The stone artifact assemblages found in association with the skeletal remains of H. floresiensis are dense and demonstrate continuity in production method and tool type throughout the cave deposits. There are a large number of bifacial (struck on both sides) and radial (struck from the outer edge towards the center) cores (rocks from which pieces [flakes] are chipped to produce tools), similar to the Oldowan stone artifact assemblages in East Africa. More complex tools—e.g., points (sharpened, pointed tools), perforators (tools designed to make holes or incisions), blades (flake that is at least twice as long as it is wide), and microblades (blades less than 10 mm, often components of composite tool technology)—have also been recovered. The combination of primitive, Oldowan-like core technology with more advanced tool assemblages is quite uncommon in the archaeological record and make interpretations of the stone tool assemblages found in association with H. floresiensis difficult. Some researchers have questioned whether H. floresiensis had the cognitive capacity to make the more complex tools, citing its small brain size. However, no skeletal remains of H. sapiens have been found at sites bearing H. floresiensis skeletal material and artifacts commonly associated with the symbolic behaviors of H. sapiens (e.g., personal ornaments, pigments, and formal disposal of the dead) are also absent, suggesting that H. floresiensis was the manufacturer of all the tools found at this site.

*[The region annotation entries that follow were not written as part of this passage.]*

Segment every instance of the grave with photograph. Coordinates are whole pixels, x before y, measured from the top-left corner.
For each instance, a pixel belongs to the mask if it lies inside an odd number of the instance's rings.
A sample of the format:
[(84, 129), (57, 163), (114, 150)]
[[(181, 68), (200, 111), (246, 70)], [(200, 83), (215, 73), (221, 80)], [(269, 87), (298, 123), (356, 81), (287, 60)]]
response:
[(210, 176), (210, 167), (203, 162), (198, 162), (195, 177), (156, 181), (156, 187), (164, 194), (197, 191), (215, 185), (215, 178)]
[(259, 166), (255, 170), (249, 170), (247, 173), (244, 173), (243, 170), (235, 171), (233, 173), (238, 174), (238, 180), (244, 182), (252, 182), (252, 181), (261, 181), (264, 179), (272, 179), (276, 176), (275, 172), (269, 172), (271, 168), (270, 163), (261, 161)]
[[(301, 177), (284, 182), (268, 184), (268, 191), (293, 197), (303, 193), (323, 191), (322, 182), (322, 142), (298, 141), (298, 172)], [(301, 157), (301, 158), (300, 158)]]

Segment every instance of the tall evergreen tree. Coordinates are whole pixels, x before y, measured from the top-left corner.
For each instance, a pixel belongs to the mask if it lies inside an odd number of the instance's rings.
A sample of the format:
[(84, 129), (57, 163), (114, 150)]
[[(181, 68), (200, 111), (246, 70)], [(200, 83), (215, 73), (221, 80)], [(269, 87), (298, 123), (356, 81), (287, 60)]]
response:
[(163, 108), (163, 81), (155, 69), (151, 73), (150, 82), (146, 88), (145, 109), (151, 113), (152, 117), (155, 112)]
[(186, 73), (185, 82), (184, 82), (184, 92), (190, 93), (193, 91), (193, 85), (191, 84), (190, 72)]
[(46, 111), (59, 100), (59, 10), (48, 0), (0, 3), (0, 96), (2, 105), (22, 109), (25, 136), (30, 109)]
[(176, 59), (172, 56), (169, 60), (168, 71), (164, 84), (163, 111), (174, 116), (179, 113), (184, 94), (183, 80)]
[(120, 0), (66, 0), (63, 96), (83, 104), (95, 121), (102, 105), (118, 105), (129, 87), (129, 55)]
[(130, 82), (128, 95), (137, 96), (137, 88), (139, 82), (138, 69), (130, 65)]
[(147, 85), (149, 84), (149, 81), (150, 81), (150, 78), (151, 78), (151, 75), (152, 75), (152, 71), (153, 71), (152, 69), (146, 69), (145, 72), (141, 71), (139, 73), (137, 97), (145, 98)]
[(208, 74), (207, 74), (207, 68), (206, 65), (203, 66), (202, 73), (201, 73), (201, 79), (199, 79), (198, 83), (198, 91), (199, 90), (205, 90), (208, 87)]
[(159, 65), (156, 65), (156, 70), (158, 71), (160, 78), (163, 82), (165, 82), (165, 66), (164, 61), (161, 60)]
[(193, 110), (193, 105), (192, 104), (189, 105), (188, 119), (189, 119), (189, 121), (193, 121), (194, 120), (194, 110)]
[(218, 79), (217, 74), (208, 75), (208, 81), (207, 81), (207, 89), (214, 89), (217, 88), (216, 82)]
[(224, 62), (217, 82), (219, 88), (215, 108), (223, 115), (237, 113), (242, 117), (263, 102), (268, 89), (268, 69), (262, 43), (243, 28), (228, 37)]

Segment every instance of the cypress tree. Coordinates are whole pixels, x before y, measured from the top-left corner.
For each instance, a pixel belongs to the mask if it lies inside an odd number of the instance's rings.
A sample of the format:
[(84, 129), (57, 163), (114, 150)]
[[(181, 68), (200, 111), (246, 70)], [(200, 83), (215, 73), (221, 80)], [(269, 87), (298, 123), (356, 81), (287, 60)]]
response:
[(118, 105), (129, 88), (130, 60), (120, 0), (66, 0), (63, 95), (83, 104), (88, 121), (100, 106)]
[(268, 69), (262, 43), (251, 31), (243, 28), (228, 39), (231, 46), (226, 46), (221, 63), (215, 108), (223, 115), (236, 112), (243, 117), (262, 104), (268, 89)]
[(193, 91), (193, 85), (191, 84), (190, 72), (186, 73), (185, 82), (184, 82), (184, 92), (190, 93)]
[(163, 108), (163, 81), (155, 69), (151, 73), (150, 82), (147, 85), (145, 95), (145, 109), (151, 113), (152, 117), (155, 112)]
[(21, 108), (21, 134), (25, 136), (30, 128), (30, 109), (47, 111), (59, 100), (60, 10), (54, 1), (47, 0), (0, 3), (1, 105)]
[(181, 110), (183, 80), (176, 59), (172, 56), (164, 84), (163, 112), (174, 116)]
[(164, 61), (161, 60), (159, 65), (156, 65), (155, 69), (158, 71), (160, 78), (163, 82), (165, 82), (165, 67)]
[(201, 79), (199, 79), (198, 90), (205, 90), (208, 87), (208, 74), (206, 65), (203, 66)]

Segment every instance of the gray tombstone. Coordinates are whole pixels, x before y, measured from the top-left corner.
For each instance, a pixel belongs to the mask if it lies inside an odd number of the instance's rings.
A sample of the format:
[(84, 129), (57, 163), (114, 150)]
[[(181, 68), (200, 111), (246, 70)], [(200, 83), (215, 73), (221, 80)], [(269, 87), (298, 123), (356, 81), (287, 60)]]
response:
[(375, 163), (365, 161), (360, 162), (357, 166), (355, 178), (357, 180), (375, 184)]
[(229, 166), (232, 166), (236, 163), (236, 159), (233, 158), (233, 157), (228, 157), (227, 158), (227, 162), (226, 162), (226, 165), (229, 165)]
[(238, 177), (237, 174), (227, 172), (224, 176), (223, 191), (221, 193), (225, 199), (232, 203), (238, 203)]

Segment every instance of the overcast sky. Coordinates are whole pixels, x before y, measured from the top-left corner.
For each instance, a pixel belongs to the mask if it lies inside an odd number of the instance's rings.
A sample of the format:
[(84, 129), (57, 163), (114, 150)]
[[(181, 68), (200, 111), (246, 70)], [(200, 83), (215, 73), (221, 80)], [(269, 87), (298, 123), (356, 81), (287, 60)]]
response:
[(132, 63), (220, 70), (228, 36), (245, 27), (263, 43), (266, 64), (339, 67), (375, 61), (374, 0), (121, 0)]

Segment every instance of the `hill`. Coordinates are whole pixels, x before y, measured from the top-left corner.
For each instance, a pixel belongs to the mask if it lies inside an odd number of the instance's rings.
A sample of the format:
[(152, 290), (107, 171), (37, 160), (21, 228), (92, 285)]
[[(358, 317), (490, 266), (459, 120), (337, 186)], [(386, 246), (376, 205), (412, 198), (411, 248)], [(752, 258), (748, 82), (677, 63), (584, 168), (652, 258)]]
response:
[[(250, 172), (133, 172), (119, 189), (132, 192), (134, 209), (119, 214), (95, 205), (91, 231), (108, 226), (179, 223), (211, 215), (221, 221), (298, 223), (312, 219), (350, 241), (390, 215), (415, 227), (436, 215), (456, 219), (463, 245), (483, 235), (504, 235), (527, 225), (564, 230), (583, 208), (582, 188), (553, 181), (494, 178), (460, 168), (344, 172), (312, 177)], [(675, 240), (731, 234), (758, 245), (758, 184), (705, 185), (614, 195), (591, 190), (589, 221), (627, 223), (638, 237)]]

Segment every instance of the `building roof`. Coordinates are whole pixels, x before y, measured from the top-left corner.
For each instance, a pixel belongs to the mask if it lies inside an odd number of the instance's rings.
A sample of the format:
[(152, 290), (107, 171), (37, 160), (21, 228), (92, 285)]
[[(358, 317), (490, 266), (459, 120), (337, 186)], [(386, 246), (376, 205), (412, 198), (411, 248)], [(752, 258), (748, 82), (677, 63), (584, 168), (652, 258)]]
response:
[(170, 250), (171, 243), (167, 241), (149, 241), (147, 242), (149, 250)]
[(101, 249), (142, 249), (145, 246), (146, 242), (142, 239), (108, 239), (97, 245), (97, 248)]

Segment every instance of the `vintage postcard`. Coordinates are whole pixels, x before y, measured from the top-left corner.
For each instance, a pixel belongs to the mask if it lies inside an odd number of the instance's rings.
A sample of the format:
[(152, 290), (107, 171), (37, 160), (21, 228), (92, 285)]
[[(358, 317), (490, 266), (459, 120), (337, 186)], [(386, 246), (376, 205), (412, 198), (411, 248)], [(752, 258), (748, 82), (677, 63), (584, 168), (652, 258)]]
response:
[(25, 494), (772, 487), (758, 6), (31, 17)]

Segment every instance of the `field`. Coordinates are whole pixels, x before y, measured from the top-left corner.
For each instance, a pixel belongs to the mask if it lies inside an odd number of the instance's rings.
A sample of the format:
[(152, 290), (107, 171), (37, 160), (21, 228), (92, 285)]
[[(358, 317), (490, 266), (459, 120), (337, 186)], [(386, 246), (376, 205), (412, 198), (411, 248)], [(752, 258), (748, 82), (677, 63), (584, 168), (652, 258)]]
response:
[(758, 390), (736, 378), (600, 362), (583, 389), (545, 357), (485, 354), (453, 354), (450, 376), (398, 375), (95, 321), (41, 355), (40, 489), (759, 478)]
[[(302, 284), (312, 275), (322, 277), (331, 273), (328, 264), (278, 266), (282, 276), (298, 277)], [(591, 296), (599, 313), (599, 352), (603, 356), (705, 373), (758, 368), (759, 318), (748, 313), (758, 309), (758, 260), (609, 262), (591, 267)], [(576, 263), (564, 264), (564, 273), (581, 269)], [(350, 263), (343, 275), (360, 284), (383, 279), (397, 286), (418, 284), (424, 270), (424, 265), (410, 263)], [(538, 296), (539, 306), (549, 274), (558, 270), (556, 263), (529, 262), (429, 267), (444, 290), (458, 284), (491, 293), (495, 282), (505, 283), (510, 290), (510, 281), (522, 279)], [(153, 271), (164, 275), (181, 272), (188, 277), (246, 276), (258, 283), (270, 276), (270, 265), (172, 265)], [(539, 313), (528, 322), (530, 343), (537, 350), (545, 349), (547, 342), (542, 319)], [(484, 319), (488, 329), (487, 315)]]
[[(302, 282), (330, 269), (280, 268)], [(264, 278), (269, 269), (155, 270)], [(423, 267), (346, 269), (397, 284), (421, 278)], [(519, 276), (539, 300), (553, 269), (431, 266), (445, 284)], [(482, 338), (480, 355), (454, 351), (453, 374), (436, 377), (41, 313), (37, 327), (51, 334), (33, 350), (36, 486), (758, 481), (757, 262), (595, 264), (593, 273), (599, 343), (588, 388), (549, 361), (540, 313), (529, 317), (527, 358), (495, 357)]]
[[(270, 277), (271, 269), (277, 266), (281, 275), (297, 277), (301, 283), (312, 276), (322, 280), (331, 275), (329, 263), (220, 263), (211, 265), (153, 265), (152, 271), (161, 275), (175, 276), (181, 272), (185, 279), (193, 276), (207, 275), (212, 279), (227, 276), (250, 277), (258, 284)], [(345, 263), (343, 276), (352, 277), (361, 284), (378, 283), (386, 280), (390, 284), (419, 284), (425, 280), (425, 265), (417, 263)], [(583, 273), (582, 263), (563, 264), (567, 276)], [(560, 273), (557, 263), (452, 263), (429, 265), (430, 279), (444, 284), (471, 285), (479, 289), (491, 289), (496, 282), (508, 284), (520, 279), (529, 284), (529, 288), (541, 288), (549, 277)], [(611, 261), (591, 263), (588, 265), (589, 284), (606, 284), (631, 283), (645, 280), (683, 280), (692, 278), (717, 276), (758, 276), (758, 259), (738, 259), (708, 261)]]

Researchers have recently recovered stone tools from a site close to the cave on Flores Island. This site dates to roughly 1.02 million years ago and therefore provides a new minimum age for hominin inhabitation of the island. The artifacts found at this site are similar to those found at the original site; they are small flakes and both bifacially and radially struck cores. However, the absence of skeletal remains at this second site disallows the establishment of a direct link between H. floresiensis (or any other hominin species) and this stone tool assemblage.
The reconstructed paleoenvironment for H. floresiensis spans three cycles of glacial (cold, dry periods) to interglacial (warm episodes between glacial intervals) changeovers. The earlier cave sediments suggest a wet, rich surrounding environment with dense forests. However, a shift is indicated after 39,000 years ago, and Flores begins a transition to more arid conditions. There is a reduction in rainfall and forest cover as well as the development of widespread grasslands. The environment changed yet again 17,000 years ago and became gradually more wet. The appearance of parrots in the assemblage suggests that the local flora was changing into a more closed canopy forest, similar to present day environments.